November 19, 2012
Credit: Credit: DLR Concept
Amy Svitak Paris
In 2008, with Europe headed into recession, the European Space Agency approved a €10 billion ($13 billion) multiyear space spending program, saying that an economic downturn was no time to cut investment in research and technology development that could stimulate much-needed growth.
Four years later, with Europe further mired in financial turmoil, these same governments are meeting to decide a fresh set of spending for the agency's programs and operations in the coming years. But with many big contributors facing severe spending cuts at home, it is far from clear whether member states will have the same appetite for R&D investment. Some officials are suggesting the science program—the largest spending line at around €2.6 billion over five years—will not even be able to keep up with inflation.
“Flat cash would be in line with what our national budgets have received for science,” says David Williams, the head of the U.K. Space Agency and president of the European Space Agency (ESA) ruling council, the ministers of which will meet for two days in Naples this week to hash out the multiyear spending plan. Two of ESA's four largest contributors, France and Italy, have remained mum as to what their total investment will be. Germany, ESA's largest financial backer, has signaled a small increase over its 2008 level of nearly €2.7 billion.
In a surprise move, however, the British chancellor of the exchequer on Nov. 9 committed his nation to a 25% increase in ESA spending in 2013-17.
In terms of total contribution, the unprecedented funding boost still leaves the U.K. far below France, Germany and Italy, which are grappling with big-ticket items, such as paying for a next-generation launcher and continuing support for the International Space Station (ISS). Britain has no commitment to either of those, and so it could use the increase to nab larger pieces of small and mid-sized programs, including development of a new telecom satellite platform and the Metop Second-Generation meteorological satellite (EPS-SG).

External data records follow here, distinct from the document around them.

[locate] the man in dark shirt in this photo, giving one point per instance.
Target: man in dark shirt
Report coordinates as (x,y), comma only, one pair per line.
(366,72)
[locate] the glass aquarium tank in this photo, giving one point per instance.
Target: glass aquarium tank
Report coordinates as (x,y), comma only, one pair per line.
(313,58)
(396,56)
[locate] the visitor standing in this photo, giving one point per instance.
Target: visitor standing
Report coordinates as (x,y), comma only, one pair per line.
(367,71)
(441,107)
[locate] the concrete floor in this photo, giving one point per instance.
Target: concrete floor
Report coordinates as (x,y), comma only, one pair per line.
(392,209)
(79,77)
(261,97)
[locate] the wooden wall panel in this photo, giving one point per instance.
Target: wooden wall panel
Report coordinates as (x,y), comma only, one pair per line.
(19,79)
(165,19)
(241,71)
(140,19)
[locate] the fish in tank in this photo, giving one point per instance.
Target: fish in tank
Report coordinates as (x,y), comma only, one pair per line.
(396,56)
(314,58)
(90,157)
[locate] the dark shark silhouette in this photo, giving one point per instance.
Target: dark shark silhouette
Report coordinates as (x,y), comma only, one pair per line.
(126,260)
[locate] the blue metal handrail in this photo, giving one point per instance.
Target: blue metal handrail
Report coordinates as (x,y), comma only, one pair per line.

Science is only one of a half-dozen spending lines up for debate. ESA ministers will haggle over Earth observation, telecommunications, navigation, exploration, launch vehicles and support for the ISS, the latter two being among the most contentious issues to resolve.
For the first time in 25 years, Europe is being asked to consider starting a new, multibillion-euro rocket development, one that may not provide the same kind of industrial participation as the current Ariane 5 ECA vehicle.